Statistically significant---there is less than a 5% probability (one-in-twenty) that the result is due to chance. Alternatively, if you repeat the experiment 20 times, then you would expect to get the same "result" nineteen times.

Type I/Alpha Error---you conclude that there is a statistically significant difference between the control group and the treated group, when there is really NO difference. Similar in concept to a false positive conclusion.

Type II/Beta Error---you conclude that there is no statistically significant difference between the control and the treated group, when there really is. Similar in concept to a false negative conclusion.

Sensitivity---the probability that if you test positive for a disease, you have the disease; i.e. a test with a low false negative rate.

Specificity---the probability that if you test negative for a disease, you do not have the disease; i.e. a test with a low false positive rate.

Common clinical sense---tells you not to believe a positive test result in a particular patient. If you order a panel of 20 tests, each of which has a Gaussian distribution, then the odds are 50:50 that at least one of the tests will fall outside the "normal" range without indicating true disease.

Correlation/Causation---two events can be related in time or space without having a cause-and-effect relationship. Propinquity can always be coincidental, but can also suggest paths for future research.

Confounding---a factor not considered when looking for a cause-and-effect relationship that affects the effect. The best example would be the initial statistical demonstration that coffee drinkers had a higher rate of heart attacks, without allowing for the confounding effect that more coffee drinkers than non-drinkers smoked cigarettes. It is probably impossible to ensure the absence of all confounding effects, since we don't know about many confounding effects, and it is virtually impossible to test for their existence.

Confidence Interval---Similar in concept to error bars around a measured data point.

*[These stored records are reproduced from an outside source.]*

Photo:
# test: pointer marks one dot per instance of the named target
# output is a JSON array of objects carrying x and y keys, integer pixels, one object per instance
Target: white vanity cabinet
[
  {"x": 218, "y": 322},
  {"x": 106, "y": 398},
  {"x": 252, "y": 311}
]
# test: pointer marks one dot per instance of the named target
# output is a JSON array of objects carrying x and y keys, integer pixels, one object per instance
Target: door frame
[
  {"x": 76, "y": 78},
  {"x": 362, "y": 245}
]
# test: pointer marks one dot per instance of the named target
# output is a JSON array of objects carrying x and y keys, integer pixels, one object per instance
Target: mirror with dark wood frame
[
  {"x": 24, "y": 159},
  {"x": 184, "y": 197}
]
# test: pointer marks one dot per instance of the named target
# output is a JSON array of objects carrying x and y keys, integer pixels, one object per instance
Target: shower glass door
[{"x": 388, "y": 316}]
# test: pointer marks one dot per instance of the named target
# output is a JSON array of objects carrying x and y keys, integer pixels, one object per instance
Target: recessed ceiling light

The confidence interval of a result suggests to you the range of the result in which we expect 95% of the studied population to fall.

Intention-to-treat---included all patients who registered for the randomized drug study, whether or not they dropped out of the study.

Incidence---the percentage of the population that develops a given disease in a given period of time.

Prevalence---the percentage of the population that has the disease at a given time. Note that the prevalence of a disease helps to determine whether you want to emphasize avoiding a Type I error or emphasize avoiding a Type II error, as well as a test with high sensitivity or high specificity.

Endpoint---the result you are looking for to determine that a treatment "works".